Pandas - Create new column w/values from another column based on str contains


I have two DataFrames. One with multiple columns and other with just one. So what I need is to join based on partial str of a column.

Example:

df1

Name Classification
A Transport/Bicycle/Mountain
B Transport/City/Bus
C Transport/Taxi/City
D Transport/City/Uber
E Transport/Mountain/Jeep

df2

Category
Mountain
City

As you can see the order on Classification column is not well defined.

Desired output:

Name Classification Category
A Transport/Bicycle/Mountain Mountain
B Transport/City/Bus City
C Transport/Taxi/City City
D Transport/City/Uber City
E Transport/Mountain/Jeep Mountain

I'm stuck at this.
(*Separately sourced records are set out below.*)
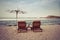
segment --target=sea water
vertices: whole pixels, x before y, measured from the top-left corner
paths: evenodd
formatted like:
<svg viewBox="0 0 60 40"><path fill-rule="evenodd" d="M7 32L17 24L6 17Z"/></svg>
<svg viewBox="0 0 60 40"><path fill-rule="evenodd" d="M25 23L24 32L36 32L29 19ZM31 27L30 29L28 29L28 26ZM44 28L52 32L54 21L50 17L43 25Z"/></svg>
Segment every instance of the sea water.
<svg viewBox="0 0 60 40"><path fill-rule="evenodd" d="M37 19L36 19L37 20ZM39 19L41 21L41 25L56 25L59 24L60 25L60 19L58 18L43 18L43 19ZM27 24L32 24L32 22L34 20L25 20ZM6 25L17 25L16 20L0 20L0 26L6 26Z"/></svg>

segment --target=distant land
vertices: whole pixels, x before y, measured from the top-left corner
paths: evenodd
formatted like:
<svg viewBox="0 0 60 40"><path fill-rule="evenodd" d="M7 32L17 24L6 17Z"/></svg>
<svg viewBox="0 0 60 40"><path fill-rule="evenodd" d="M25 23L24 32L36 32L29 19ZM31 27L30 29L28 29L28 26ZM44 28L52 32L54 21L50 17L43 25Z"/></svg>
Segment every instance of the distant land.
<svg viewBox="0 0 60 40"><path fill-rule="evenodd" d="M53 15L49 15L46 18L60 18L60 16L53 16Z"/></svg>

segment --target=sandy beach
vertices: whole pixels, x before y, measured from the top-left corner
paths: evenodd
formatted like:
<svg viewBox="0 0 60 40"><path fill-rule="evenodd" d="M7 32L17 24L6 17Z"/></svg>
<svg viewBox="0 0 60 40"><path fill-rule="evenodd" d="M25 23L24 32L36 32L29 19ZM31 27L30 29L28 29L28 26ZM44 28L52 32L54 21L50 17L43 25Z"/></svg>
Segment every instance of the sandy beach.
<svg viewBox="0 0 60 40"><path fill-rule="evenodd" d="M0 27L0 40L60 40L60 25L41 25L43 32L18 33L16 27Z"/></svg>

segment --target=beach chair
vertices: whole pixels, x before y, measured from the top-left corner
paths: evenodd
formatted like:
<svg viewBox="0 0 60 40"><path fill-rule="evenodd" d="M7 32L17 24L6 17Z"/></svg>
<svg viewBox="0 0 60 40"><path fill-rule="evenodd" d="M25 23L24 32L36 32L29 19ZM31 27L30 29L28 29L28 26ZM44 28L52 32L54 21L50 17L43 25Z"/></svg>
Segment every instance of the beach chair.
<svg viewBox="0 0 60 40"><path fill-rule="evenodd" d="M27 32L25 21L18 21L18 32Z"/></svg>
<svg viewBox="0 0 60 40"><path fill-rule="evenodd" d="M31 29L34 32L42 32L42 28L40 26L41 26L41 22L40 21L33 21Z"/></svg>

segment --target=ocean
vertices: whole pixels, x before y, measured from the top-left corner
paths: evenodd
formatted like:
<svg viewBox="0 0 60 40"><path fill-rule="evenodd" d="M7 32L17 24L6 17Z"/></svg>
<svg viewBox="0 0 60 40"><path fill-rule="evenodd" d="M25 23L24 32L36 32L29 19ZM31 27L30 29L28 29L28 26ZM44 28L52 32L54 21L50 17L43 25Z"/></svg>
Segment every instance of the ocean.
<svg viewBox="0 0 60 40"><path fill-rule="evenodd" d="M60 19L58 18L43 18L43 19L39 19L41 21L41 25L60 25ZM25 20L27 24L32 24L32 22L34 20ZM17 25L16 20L1 20L0 19L0 26L11 26Z"/></svg>

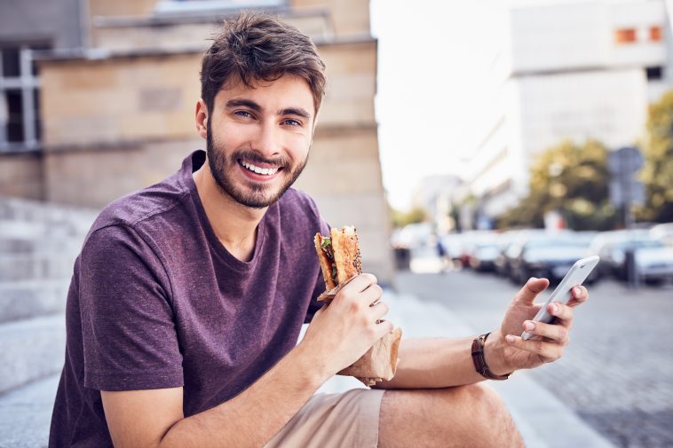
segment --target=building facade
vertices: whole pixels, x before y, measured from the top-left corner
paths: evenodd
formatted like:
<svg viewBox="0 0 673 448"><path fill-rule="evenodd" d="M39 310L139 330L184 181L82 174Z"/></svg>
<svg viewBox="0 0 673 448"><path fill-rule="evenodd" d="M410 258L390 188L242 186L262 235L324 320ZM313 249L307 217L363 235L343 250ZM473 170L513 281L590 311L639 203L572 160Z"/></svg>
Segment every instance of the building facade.
<svg viewBox="0 0 673 448"><path fill-rule="evenodd" d="M634 145L673 77L663 1L514 7L505 22L468 152L470 189L490 217L527 193L537 153L566 139Z"/></svg>
<svg viewBox="0 0 673 448"><path fill-rule="evenodd" d="M355 225L365 269L392 279L368 1L89 0L80 7L82 44L39 58L41 139L33 150L0 154L0 194L100 208L177 170L205 145L194 110L209 37L223 17L263 8L308 34L328 67L309 163L296 186L332 225Z"/></svg>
Any ideas?

Many thanks in advance.


Solution

  • This implementation does the trick:

    def get_cat(val):
        for cat in df2['Category']:
            if cat in val:
                return cat
        return None
    
    df['Category'] = df['Classification'].apply(get_cat)
    

    Note: as @Justin Ezequiel pointed out in the comments, you haven't specified what to do when Mountain and City exists in the Classification. Current implementation uses the first Category that matches.